But what will opening those marketplaces do to the employer-provided insurance that many Americans are used to? Might companies choose to drop health-care coverage that they had been offering their workers, handing them over to the marketplaces? These concerns prompted Congress to formally integrate the vast, employer-based insurance system into its 2010 reform, too. Lawmakers paired the individual mandate with the employer mandate, which requires firms with 50 or more full-time workers to cover their employees or to chip in to the system with cash. That is what the administration is delaying for a year.
Some argue that the employer mandate doesn’t actually matter much, because there are still many reasons why firms will want to provide health-care benefits to their employees within the new system.

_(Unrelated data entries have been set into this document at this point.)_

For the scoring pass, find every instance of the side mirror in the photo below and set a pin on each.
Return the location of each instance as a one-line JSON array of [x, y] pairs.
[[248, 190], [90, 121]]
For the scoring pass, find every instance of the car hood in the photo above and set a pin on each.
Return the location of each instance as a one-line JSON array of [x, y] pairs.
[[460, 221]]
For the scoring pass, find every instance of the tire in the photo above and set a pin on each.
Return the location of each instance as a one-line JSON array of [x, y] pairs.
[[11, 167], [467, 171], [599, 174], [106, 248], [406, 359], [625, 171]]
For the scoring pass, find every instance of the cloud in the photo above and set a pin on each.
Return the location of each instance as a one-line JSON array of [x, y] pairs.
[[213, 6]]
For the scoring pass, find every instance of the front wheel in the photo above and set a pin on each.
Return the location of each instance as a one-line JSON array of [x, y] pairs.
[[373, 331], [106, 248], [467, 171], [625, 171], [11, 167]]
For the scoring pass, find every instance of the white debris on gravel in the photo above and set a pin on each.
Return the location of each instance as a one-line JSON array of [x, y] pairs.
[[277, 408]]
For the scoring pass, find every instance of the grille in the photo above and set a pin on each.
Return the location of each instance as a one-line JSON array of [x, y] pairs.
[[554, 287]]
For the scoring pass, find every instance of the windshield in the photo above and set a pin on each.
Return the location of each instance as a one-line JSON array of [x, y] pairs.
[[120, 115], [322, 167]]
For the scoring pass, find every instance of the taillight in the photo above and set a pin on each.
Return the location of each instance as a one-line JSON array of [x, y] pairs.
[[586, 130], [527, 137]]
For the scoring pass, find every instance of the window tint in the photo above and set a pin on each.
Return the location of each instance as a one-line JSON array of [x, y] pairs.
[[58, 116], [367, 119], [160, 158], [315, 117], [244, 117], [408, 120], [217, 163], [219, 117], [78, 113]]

If that’s the case, the employer mandate — or its temporary absence — won’t make much difference, though the government will lose a source of funding for individual insurance subsidies.
Others, though, have predicted that the delay in the employer mandate could mean that fewer companies will offer health coverage, which means that more people would buy insurance in the government marketplaces next year. Some health economists insist that this result is very unlikely, but weakening the employer-based insurance system somewhat wouldn’t necessarily be a bad outcome, either. It is a vestige of the 1940s that, in the long-run, isn’t good for the country. For one thing, it keeps people locked into their jobs for the benefits, even if they would be happier and more effective doing something else.
The real test of the system will be in how the individual insurance marketplaces function in response to expected and unexpected forces in the health-care market. If they have real trouble, or if, when fully implemented, key elements of the system turn out to be economically onerous, then Republicans will have reason to call the law unworkable.